“Confirmed Judges, Confirmed Fears” is a blog series documenting the harmful impact of President Trump’s judges on Americans’ rights and liberties. Cases in the series can be found by issue and by judge at this link.
Trump Judge Amul Thapar cast the deciding vote in a Sixth Circuit case upholding an effort by Ohio’s Republican secretary of state to make even fewer ballot drop boxes available in the final weeks of the 2020 election. The October 2020 case is A. Philip Randolph Inst. Of Ohio v. LaRose.
In August, Republican Secretary of State Frank LaRose issued a directive barring counties from setting up more than one drop box for absentee ballots regardless of the size of the county. This disrupted the plans prepared by the Cuyahoga County Board of Elections to install multiple drop boxes and facilitate access to the vote throughout the large and diverse county. LaRose claimed that such a directive was required by state law. But when the Ohio courts held otherwise, he kept the restriction in place anyway.
Several voting rights organizations filed suit in federal court, claiming the LaRose directive was an unconstitutional abridgement on the right to vote given the need for additional drop boxes in light of the COVID pandemic and growing public concern about postal delays. The federal district court issued an injunction against enforcing LaRose’s restriction.
But a panel of the Sixth Circuit stayed the injunction pending appeal, with Judge Thapar making a 2-1 majority possible. The panel held LaRose’s directive “poses at most an inconvenience” to a subset of voters who make a choice not to use any of the other methods that the “generous” state of Ohio provides for them to vote.
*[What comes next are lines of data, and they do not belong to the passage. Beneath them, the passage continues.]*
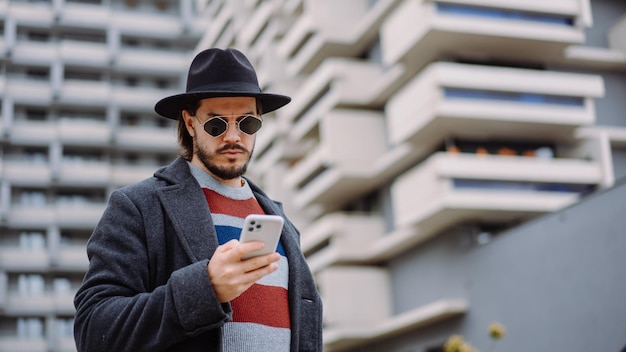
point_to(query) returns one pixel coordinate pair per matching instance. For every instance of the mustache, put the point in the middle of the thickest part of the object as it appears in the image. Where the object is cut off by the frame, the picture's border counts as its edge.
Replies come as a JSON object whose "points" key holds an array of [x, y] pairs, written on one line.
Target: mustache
{"points": [[232, 146]]}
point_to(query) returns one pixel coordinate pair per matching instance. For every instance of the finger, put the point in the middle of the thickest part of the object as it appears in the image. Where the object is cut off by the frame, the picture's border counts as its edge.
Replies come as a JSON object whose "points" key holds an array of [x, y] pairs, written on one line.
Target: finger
{"points": [[228, 245], [261, 261], [257, 274]]}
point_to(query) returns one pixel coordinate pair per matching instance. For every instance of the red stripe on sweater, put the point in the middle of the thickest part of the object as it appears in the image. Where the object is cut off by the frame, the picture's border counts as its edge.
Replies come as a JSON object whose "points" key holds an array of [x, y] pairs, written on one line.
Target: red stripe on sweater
{"points": [[224, 205], [261, 304]]}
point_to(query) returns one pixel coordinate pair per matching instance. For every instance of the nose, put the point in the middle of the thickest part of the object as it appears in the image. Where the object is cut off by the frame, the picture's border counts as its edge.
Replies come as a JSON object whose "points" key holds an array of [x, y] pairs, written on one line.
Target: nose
{"points": [[232, 133]]}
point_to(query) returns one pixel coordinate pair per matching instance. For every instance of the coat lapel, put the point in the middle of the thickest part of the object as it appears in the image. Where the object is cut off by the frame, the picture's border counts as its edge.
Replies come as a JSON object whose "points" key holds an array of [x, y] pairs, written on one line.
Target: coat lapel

The court found that the secretary’s ban on more than one drop box per county “promotes uniformity, which in turn promotes the fair administration of elections.” But as dissenting Judge Helene White pointed out, uniformity in the number of ballot drop-off locations “across counties with 850,000 voters and counties with less than 10,000 voters promotes unequal, rather than uniform, voting opportunities.”
The majority also claimed the directive served the state’s interest in efficiently administered elections, because officials and volunteers are so busy. But as the dissent explained, the secretary’s directive limited officials’ ability to implement plans “tailored to best administer efficient, safe, and secure voting in their counties.”
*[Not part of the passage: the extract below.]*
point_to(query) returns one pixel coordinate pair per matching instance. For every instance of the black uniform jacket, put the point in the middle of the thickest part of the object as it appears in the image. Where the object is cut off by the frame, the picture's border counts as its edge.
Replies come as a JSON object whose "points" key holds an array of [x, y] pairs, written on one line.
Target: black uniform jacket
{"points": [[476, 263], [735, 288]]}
The majority opinion Thapar joined also stated that allowing the injunction would facilitate a “grave risk” of voter confusion. But as the dissent explained, not only did the secretary not present any evidence to support that claim, it was instead his own “eleventh hour directive” that disrupted the status quo in the first place.
Because of Trump judge Thapar, LaRose’s ban will go into effect as the case is litigated, so voters will likely not get their day in court until after their right to vote has been abridged.